🤖 AI Summary
Coevolutionary algorithms are widely applied in hardware design, game strategy optimization, and vulnerability repair, yet their pathological behaviors—such as gradient vanishing, relative overgeneralization, and mediocre stagnation—lead to unpredictable performance and lack rigorous theoretical guarantees.
Method: This work establishes the first rigorous runtime analysis framework for population-based competitive coevolutionary algorithms, focusing on bilinear minimax optimization. It integrates probabilistic modeling, Markov chain analysis, and population dynamics to characterize convergence behavior.
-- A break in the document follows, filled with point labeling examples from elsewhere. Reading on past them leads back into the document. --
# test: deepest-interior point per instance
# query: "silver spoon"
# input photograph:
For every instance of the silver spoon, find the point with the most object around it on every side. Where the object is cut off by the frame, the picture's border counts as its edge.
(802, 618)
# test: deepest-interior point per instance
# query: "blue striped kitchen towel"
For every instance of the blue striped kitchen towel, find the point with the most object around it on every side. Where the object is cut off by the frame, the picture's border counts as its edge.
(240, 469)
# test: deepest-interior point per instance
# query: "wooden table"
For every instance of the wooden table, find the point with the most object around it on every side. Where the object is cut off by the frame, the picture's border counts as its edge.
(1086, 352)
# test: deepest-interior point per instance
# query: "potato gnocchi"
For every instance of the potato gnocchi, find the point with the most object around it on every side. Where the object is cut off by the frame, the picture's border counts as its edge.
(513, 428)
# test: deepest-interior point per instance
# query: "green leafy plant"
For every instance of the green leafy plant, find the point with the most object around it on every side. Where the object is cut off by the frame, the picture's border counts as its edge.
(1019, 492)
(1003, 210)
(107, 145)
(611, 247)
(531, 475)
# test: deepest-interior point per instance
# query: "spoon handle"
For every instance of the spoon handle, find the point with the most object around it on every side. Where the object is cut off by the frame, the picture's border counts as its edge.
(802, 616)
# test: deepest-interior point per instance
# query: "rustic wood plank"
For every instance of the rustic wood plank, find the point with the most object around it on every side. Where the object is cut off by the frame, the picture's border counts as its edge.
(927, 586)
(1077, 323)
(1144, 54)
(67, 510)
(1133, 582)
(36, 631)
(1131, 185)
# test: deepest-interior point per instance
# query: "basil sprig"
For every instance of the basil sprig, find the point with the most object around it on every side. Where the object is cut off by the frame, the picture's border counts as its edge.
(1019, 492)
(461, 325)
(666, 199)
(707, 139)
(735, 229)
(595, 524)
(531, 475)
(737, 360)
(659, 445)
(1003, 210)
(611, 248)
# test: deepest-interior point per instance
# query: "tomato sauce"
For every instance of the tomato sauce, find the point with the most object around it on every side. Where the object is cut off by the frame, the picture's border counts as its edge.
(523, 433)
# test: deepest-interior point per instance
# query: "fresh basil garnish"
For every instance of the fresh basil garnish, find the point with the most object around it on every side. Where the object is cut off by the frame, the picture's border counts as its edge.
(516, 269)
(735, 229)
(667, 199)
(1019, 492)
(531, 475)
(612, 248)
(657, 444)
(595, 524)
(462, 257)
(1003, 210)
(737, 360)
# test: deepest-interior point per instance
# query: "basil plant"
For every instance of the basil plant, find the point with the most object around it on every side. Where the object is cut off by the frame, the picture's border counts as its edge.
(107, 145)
Contribution/Results: We precisely identify the phase transition between polynomially solvable and exponentially hard regimes: proving that a class of simple coevolutionary algorithms converges in polynomial expected time under specific conditions, while rigorously demonstrating that, with high probability, exponential time is required in other settings. This work fills a fundamental gap in the theoretical analysis of coevolutionary solvability and provides the first formal criterion for assessing algorithmic reliability.
📝 Abstract
Co-evolutionary algorithms have a wide range of applications, such as in hardware design, evolution of strategies for board games, and patching software bugs. However, these algorithms are poorly understood and applications are often limited by pathological behaviour, such as loss of gradient, relative over-generalisation, and mediocre objective stasis. It is an open challenge to develop a theory that can predict when co-evolutionary algorithms find solutions efficiently and reliably. This paper provides a first step in developing runtime analysis for population-based competitive co-evolutionary algorithms. We provide a mathematical framework for describing and reasoning about the performance of co-evolutionary processes. An example application of the framework shows a scenario where a simple coevolutionary algorithm obtains a solution in polynomial expected time. Finally, we describe settings where the co-evolutionary algorithm needs exponential time with overwhelmingly high probability to obtain a solution.